We will be unable to hire the number of students that we had planned -- halting the progress on youth hiring of the last 4 years. Our students are a vital part of our workforce today and integral to the Interior workforce of tomorrow. We will be unable to meet our youth hiring goals. We also expect significant reductions to our cooperative agreements with our partners that fund youth work crews and are the foundation for our vision of a 21st Century Conservation Corps. Our inability to hire students and enter into cooperative agreements will have lasting impacts as these young people are forced to find work elsewhere and ultimately make different long-term employment choices.
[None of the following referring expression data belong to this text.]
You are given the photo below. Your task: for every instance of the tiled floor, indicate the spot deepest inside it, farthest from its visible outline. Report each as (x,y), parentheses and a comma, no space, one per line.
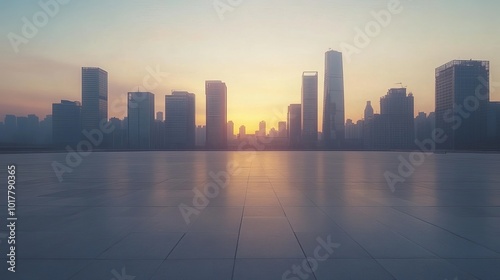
(238,215)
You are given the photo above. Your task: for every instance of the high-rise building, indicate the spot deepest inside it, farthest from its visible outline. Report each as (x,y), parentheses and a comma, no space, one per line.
(216,94)
(368,111)
(140,117)
(262,129)
(22,136)
(294,121)
(462,96)
(423,127)
(180,123)
(94,97)
(242,132)
(230,131)
(10,123)
(66,123)
(494,125)
(309,109)
(45,137)
(282,131)
(333,112)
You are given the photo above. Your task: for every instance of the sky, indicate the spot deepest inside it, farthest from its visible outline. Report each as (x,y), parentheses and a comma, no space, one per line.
(258,48)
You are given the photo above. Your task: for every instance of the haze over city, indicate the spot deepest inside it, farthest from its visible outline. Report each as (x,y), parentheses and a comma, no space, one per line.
(258,48)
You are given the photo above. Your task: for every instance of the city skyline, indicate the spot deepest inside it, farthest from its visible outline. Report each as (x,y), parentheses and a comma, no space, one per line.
(255,65)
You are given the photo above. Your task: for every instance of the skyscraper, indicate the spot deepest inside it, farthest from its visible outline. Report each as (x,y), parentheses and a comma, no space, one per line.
(462,96)
(262,129)
(216,94)
(66,123)
(282,132)
(10,123)
(180,125)
(397,117)
(230,131)
(242,132)
(368,111)
(309,109)
(94,97)
(141,116)
(294,123)
(333,112)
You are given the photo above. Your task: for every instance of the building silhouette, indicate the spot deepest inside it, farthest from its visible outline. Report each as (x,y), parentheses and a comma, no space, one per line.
(309,109)
(216,110)
(282,130)
(201,136)
(159,116)
(242,134)
(140,118)
(180,123)
(368,111)
(230,131)
(262,129)
(66,123)
(10,123)
(462,96)
(294,126)
(333,105)
(94,98)
(494,125)
(394,127)
(423,126)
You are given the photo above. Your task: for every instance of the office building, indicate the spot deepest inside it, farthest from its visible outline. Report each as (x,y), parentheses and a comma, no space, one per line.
(333,110)
(201,136)
(180,123)
(309,109)
(66,123)
(262,129)
(94,98)
(216,110)
(368,111)
(140,118)
(462,97)
(282,131)
(230,131)
(242,132)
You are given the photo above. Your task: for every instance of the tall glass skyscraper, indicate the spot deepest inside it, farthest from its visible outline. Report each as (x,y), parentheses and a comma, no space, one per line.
(216,94)
(180,126)
(94,97)
(309,109)
(141,117)
(66,129)
(333,111)
(462,97)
I want to be clear that the sequester's impacts will be felt long beyond the next 7 months. Indeed it threatens the long-term viability and execution of our mission. The sequester will compromise our ability to implement the President's all-of-the-above energy strategy due to
reductions in oil, gas, and coal development programs. Middle-class Americans who expected to spend their summer vacations at our 398 national parks, 561 refuges, and over 258 public land units will encounter reduced hours and services or even closures. Local communities and businesses that rely on these great outdoor places to support their livelihoods will face a loss of income from reduced visitation to national parks, refuges, and
public lands. Basic community services supported by the grants and payments we make to states and counties throughout the country will be cut. We also anticipate reductions in the level of support services to Tribes, which again translates into reductions in basic services to millions of tribal members. Given our large footprint on the American landscape and
the diverse constituency our programs support, we expect that impacts to the public will be felt in hundreds of communities around the Nation.
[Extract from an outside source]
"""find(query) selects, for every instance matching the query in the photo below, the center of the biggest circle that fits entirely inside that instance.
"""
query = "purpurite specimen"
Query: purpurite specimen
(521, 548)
Over the last 4 years we have made great progress by working together to deliver on a bold agenda that is generating significant results and includes reforms of the oil and gas programs, creation of a renewable energy frontier, renewed commitments to conservation through America's Great Outdoors, a focus on job creation through greater support of the
conservation economy, stronger relationships with Native Americans, and high employment levels of youth. The sequester will roll back many of these advances and reduce the capacity we so diligently constructed.
It is my earnest hope that this senseless but avoidable crisis will be averted. Please know that I am working around-the-clock, tirelessly advocating on your behalf and on the behalf of the millions of Americans who rely upon our services. Thank you for your service and perseverance in this most difficult time.